The idea, he explained, is that “without people there is no peace; the leadership has problems.”
He said the students dealt with key issues, such as the status of Jerusalem, refugees and borders.
“The idea is not to demean each other and not to hash out historical debates,” Handelman explained. “For example, the refugee problem has to be solved. But we don’t have to hash out whether the Palestinians were deported or if they left. We cannot judge the truth.”
Ultimately, both the Israeli and Palestinian students begin to see the world more through each other’s eyes, he added.
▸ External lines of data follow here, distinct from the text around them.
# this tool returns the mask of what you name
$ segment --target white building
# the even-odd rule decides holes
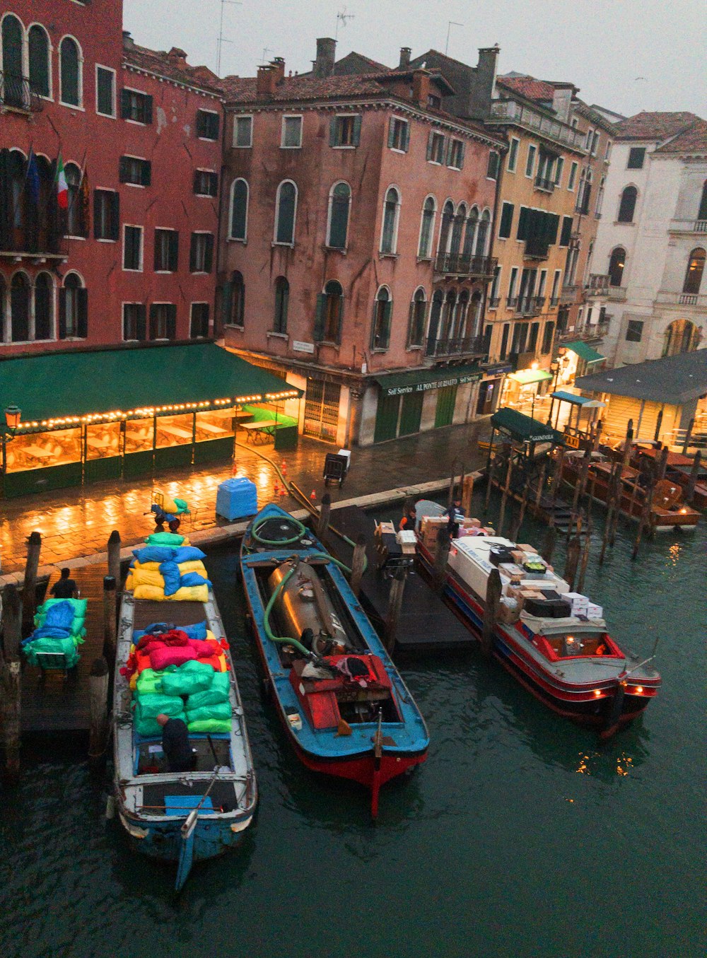
[[[696,349],[707,335],[707,122],[639,113],[617,125],[587,266],[585,323],[613,366]]]

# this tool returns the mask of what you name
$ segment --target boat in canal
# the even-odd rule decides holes
[[[180,536],[177,536],[177,538]],[[203,554],[201,554],[203,555]],[[179,557],[176,556],[176,559]],[[155,568],[142,571],[150,582]],[[201,564],[191,561],[190,572]],[[160,565],[160,574],[164,564]],[[121,604],[113,699],[114,795],[132,846],[177,863],[181,889],[194,861],[239,844],[253,820],[256,775],[233,660],[211,584],[171,598]],[[188,575],[189,573],[187,573]],[[197,572],[198,574],[198,572]],[[194,580],[189,580],[194,582]],[[186,597],[197,594],[201,601]],[[171,771],[157,714],[187,723],[192,760]]]
[[[240,550],[248,612],[285,734],[313,771],[371,791],[424,762],[424,719],[354,595],[346,567],[278,506]],[[348,571],[348,570],[346,570]]]
[[[418,548],[431,572],[431,551],[422,542]],[[496,570],[497,602],[489,609],[489,580]],[[454,539],[444,590],[521,685],[558,715],[597,728],[603,738],[639,716],[657,694],[661,680],[652,656],[641,659],[626,650],[608,634],[604,609],[571,592],[527,543],[482,535]]]

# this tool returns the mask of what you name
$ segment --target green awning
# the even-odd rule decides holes
[[[491,416],[494,429],[508,433],[516,443],[557,443],[562,442],[562,433],[544,422],[524,416],[515,409],[499,409]]]
[[[217,399],[260,401],[285,392],[302,395],[216,343],[45,353],[0,361],[0,410],[19,406],[23,422]]]
[[[416,369],[405,373],[385,373],[375,376],[383,396],[402,396],[405,393],[424,393],[428,389],[444,389],[465,382],[476,382],[484,373],[476,363],[468,366],[447,366],[445,369]]]
[[[513,379],[521,386],[529,386],[533,382],[544,382],[545,379],[552,377],[552,373],[546,373],[544,369],[521,369],[520,372],[509,376],[509,379]]]
[[[571,350],[580,357],[580,359],[583,359],[585,363],[603,362],[606,358],[606,356],[603,356],[601,353],[597,353],[596,350],[593,350],[591,346],[587,346],[586,343],[582,343],[582,340],[578,340],[576,343],[562,343],[562,346],[566,350]]]

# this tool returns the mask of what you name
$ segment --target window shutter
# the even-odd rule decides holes
[[[77,301],[77,335],[80,339],[88,336],[88,290],[85,286],[76,290]]]
[[[327,305],[326,293],[317,294],[317,309],[314,315],[314,342],[321,343],[324,339],[324,309]]]

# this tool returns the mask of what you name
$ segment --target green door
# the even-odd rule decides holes
[[[399,436],[409,436],[411,432],[420,432],[423,395],[423,393],[407,393],[402,397]]]
[[[376,431],[374,443],[382,443],[386,439],[395,439],[398,430],[398,412],[400,408],[399,396],[379,396],[378,408],[376,413]]]
[[[442,425],[451,425],[454,418],[454,403],[457,399],[456,386],[445,386],[437,390],[437,409],[435,411],[435,429]]]

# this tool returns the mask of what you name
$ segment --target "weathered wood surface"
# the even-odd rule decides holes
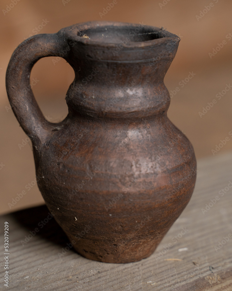
[[[201,160],[198,168],[189,204],[154,253],[135,263],[96,262],[72,248],[59,257],[69,242],[54,219],[45,223],[49,212],[45,206],[1,217],[0,289],[231,291],[232,188],[228,185],[232,180],[232,153]],[[216,196],[219,199],[213,204]],[[212,207],[203,213],[210,199]],[[3,278],[5,221],[10,228],[9,288]],[[25,236],[36,228],[38,232],[23,246]]]

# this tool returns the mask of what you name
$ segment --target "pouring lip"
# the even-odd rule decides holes
[[[99,28],[105,28],[107,29],[108,28],[112,28],[113,26],[115,26],[118,31],[121,28],[122,31],[123,31],[123,28],[124,29],[126,28],[131,29],[132,30],[138,29],[139,27],[143,27],[150,32],[142,33],[137,35],[135,34],[134,36],[139,35],[144,36],[146,34],[153,33],[156,34],[158,35],[158,37],[149,40],[144,40],[136,42],[132,41],[124,41],[124,42],[126,42],[125,43],[122,41],[117,41],[116,40],[115,41],[110,42],[101,41],[100,40],[102,39],[99,39],[99,40],[95,39],[92,39],[91,38],[88,38],[87,36],[85,36],[83,32],[85,31],[88,29],[92,29],[93,31],[94,31],[93,30],[94,29]],[[180,40],[180,38],[178,36],[162,28],[147,25],[142,23],[134,24],[116,21],[94,21],[74,24],[63,29],[61,30],[65,30],[65,32],[69,35],[69,38],[74,42],[82,42],[85,45],[96,45],[102,47],[115,47],[116,46],[123,43],[124,48],[142,48],[147,47],[160,45],[164,43],[167,43],[167,42],[169,41],[174,41],[178,43]],[[83,33],[83,35],[78,35],[78,33],[81,34],[82,33]]]

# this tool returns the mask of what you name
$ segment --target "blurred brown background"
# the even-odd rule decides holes
[[[171,100],[169,118],[191,141],[198,159],[207,156],[213,158],[232,149],[232,136],[229,134],[232,130],[232,89],[225,94],[223,91],[227,84],[228,88],[232,85],[231,1],[117,0],[101,18],[100,13],[111,2],[1,1],[0,213],[43,203],[33,182],[35,173],[31,143],[27,142],[27,137],[10,107],[5,85],[6,68],[14,50],[24,39],[38,33],[56,32],[63,27],[91,20],[109,20],[163,26],[178,35],[181,40],[164,79],[170,94],[175,93],[173,91],[177,87],[180,88]],[[226,44],[218,47],[217,53],[210,58],[209,53],[212,53],[223,40]],[[31,76],[31,80],[36,80],[33,87],[36,100],[52,122],[62,120],[68,113],[65,97],[74,77],[72,69],[64,60],[54,65],[54,58],[40,60]],[[180,85],[190,72],[195,74],[184,86]],[[216,95],[222,92],[219,100]],[[202,112],[203,107],[214,99],[217,103],[200,117],[199,112]],[[230,141],[214,156],[211,150],[227,136]],[[10,209],[8,203],[12,203],[29,183],[33,186],[30,190]]]

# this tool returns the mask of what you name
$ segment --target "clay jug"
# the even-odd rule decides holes
[[[38,186],[82,256],[111,263],[152,254],[190,199],[196,161],[169,120],[163,79],[180,40],[157,27],[93,22],[29,38],[6,74],[10,104],[32,143]],[[75,79],[62,122],[45,118],[30,76],[63,58]]]

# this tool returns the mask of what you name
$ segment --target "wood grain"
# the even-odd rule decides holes
[[[1,217],[1,290],[6,290],[2,279],[3,246],[3,226],[7,221],[8,290],[231,291],[232,238],[217,251],[215,247],[232,233],[231,188],[226,191],[226,188],[232,180],[232,153],[199,161],[190,203],[155,253],[135,263],[92,261],[73,248],[59,257],[69,242],[54,219],[45,223],[49,212],[45,206]],[[226,192],[223,196],[219,194],[222,189]],[[203,214],[202,209],[217,196],[219,200]],[[42,228],[41,221],[45,224]],[[21,241],[36,228],[38,232],[23,246]],[[167,249],[169,244],[169,249],[162,256],[160,252],[165,253],[164,246]],[[179,260],[168,260],[171,259]]]

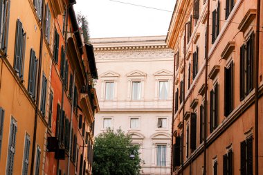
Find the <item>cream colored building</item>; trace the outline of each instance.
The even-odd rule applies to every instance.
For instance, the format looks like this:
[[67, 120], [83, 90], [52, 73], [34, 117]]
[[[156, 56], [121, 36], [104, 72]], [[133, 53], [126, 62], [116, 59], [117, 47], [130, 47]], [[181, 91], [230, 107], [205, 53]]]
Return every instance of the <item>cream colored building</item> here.
[[93, 39], [100, 111], [95, 136], [121, 127], [140, 145], [142, 174], [170, 174], [173, 55], [165, 36]]

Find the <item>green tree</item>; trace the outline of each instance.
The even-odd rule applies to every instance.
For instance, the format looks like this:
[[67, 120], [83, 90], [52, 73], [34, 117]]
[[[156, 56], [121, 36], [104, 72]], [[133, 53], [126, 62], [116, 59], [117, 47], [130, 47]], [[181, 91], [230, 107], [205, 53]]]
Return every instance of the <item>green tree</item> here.
[[[136, 175], [140, 169], [138, 145], [120, 129], [108, 129], [95, 138], [92, 173], [94, 175]], [[134, 158], [130, 156], [134, 155]]]
[[88, 43], [89, 41], [89, 23], [86, 16], [82, 12], [77, 14], [78, 23], [83, 33], [84, 42]]

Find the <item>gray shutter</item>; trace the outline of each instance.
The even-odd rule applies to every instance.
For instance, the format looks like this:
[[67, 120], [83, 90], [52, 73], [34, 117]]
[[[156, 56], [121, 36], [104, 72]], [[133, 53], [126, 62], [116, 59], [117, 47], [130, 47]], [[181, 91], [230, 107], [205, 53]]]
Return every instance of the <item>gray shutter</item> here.
[[29, 149], [30, 145], [30, 136], [28, 134], [26, 134], [22, 175], [28, 175], [29, 164]]
[[6, 167], [6, 174], [8, 175], [12, 175], [13, 171], [17, 131], [17, 122], [13, 118], [12, 118], [9, 136], [8, 163]]
[[0, 107], [0, 156], [2, 147], [4, 116], [5, 111], [3, 108]]

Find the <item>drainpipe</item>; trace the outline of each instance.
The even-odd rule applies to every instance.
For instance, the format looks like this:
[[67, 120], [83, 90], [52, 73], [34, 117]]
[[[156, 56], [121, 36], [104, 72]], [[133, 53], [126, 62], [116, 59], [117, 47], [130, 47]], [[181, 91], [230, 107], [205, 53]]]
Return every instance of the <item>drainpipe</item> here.
[[174, 82], [175, 82], [175, 54], [174, 55], [174, 81], [172, 82], [172, 154], [171, 154], [171, 175], [172, 175], [173, 171], [173, 154], [174, 154]]
[[[42, 0], [42, 4], [45, 4], [45, 0]], [[38, 109], [39, 108], [39, 93], [40, 93], [40, 78], [41, 78], [41, 71], [42, 71], [42, 50], [43, 50], [43, 40], [44, 40], [44, 12], [45, 12], [44, 6], [42, 6], [42, 14], [41, 19], [41, 28], [40, 28], [40, 46], [39, 46], [39, 65], [38, 67], [38, 77], [37, 77], [37, 95], [36, 95], [36, 104], [35, 110], [35, 122], [34, 122], [34, 134], [33, 140], [33, 146], [32, 146], [32, 158], [31, 158], [31, 167], [30, 167], [30, 174], [33, 174], [34, 172], [34, 163], [35, 163], [35, 145], [37, 142], [37, 114]]]
[[208, 104], [208, 64], [209, 50], [209, 15], [210, 15], [210, 0], [208, 0], [208, 15], [206, 19], [206, 71], [205, 71], [205, 104], [204, 104], [204, 121], [203, 121], [203, 174], [206, 174], [206, 138], [207, 138], [207, 104]]
[[73, 90], [72, 90], [72, 94], [71, 94], [71, 97], [72, 97], [72, 100], [71, 100], [71, 126], [70, 126], [70, 129], [69, 129], [69, 159], [68, 159], [68, 170], [67, 170], [67, 175], [69, 175], [69, 167], [70, 167], [70, 163], [71, 163], [71, 139], [72, 139], [72, 132], [71, 132], [71, 130], [72, 130], [72, 119], [73, 119], [73, 109], [74, 109], [74, 106], [73, 105], [73, 99], [74, 99], [74, 91], [75, 91], [75, 70], [74, 71], [74, 75], [73, 75], [73, 84], [72, 84], [72, 86], [73, 86]]
[[260, 57], [260, 0], [257, 4], [255, 64], [255, 174], [258, 174], [258, 74]]
[[[184, 137], [184, 131], [185, 131], [185, 120], [183, 119], [184, 115], [185, 115], [185, 59], [186, 59], [186, 23], [185, 24], [185, 35], [183, 37], [183, 133], [181, 136], [181, 165], [182, 165], [182, 175], [183, 175], [183, 137]], [[180, 91], [181, 89], [180, 89]]]

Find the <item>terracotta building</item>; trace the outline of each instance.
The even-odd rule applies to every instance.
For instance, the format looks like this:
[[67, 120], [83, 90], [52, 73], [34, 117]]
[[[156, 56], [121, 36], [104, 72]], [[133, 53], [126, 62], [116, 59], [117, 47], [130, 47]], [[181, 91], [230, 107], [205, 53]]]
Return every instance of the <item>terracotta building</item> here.
[[75, 1], [0, 3], [0, 174], [91, 174], [98, 74]]
[[263, 174], [259, 1], [176, 1], [172, 174]]
[[120, 127], [140, 145], [141, 174], [170, 174], [174, 53], [165, 36], [92, 39], [99, 80], [95, 135]]

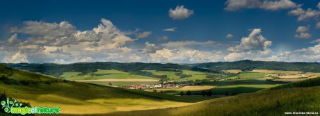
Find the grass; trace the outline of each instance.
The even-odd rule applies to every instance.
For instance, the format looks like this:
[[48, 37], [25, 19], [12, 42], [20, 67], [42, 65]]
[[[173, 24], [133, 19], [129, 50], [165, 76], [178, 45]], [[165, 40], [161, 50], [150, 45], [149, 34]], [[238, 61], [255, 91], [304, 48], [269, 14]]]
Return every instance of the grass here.
[[[215, 86], [215, 88], [208, 88], [207, 90], [211, 90], [214, 95], [225, 95], [226, 92], [228, 94], [241, 94], [241, 93], [250, 93], [257, 91], [262, 90], [264, 89], [271, 88], [278, 85], [284, 84], [282, 82], [267, 81], [266, 80], [259, 79], [242, 79], [242, 80], [232, 80], [232, 81], [220, 81], [217, 82], [209, 82], [203, 83], [205, 85]], [[161, 89], [163, 93], [168, 94], [179, 94], [181, 91], [191, 90], [193, 94], [201, 94], [201, 90], [179, 90], [179, 89]]]
[[[168, 94], [179, 94], [181, 91], [201, 91], [207, 90], [215, 88], [214, 85], [193, 85], [193, 86], [184, 86], [181, 88], [168, 88], [168, 89], [157, 89], [157, 92], [162, 91], [163, 93]], [[148, 90], [147, 91], [152, 92], [153, 90]]]
[[320, 112], [320, 87], [293, 88], [215, 99], [159, 110], [118, 112], [108, 115], [285, 115], [285, 112]]
[[284, 71], [284, 70], [269, 70], [269, 69], [253, 69], [250, 72], [260, 72], [260, 73], [274, 73], [274, 74], [301, 74], [302, 72], [297, 71]]
[[[67, 80], [90, 80], [90, 79], [125, 79], [125, 78], [142, 78], [142, 79], [159, 79], [157, 78], [131, 74], [127, 72], [115, 69], [97, 69], [97, 72], [83, 76], [77, 76], [79, 72], [65, 72], [62, 77]], [[77, 74], [77, 75], [76, 75]]]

Next Monday, the Charney center will carry out the largest ever Israeli-Palestinian congress of students to be held in the region. Some 100 Israeli and Palestinian university students and 50 Israeli and Palestinian high school students will negotiate trust-building measures at the Students House at University of Haifa. That simulation will be held in cooperation with Minds of Peace. Students will either be enrolled at the university, at the Ort Binyamina high school, or at one of several schools throughout the West Bank.
Handelman said that the EMIS and Haifa University simulations are important steps toward what he hopes will be the establishment of an Israeli-Palestinian Public Negotiating Congress, a peacemaking institution – one for adults and one for students – that will come together a few times a year in dialogue, especially when there are escalations, to help reach solutions.
Charney said that she does not expect overnight results – “it is a process.” She hopes that when the students grow up, they become responsible citizens, voters and ultimately game-changers.
“I don’t expect it to affect everything right away, it will take a generation if not more,” she said. “But we don’t lose hope. There is always a thin line between reality and hope.”
“But It is important to keep the dialogue open and never fall asleep,” she continued.
Kristen Hanania, 17, from Ramallah, said she believes this work will make a difference. She said she will bring what she learned back to her family and try to open their minds, too.
“In school in Palestine, they teach you the Palestinian perspective and we don’t get the Israeli perspective,” Hanania said. “Now, I can go back and tell my parents and friends something new, something that they need to know. It is pretty educational.”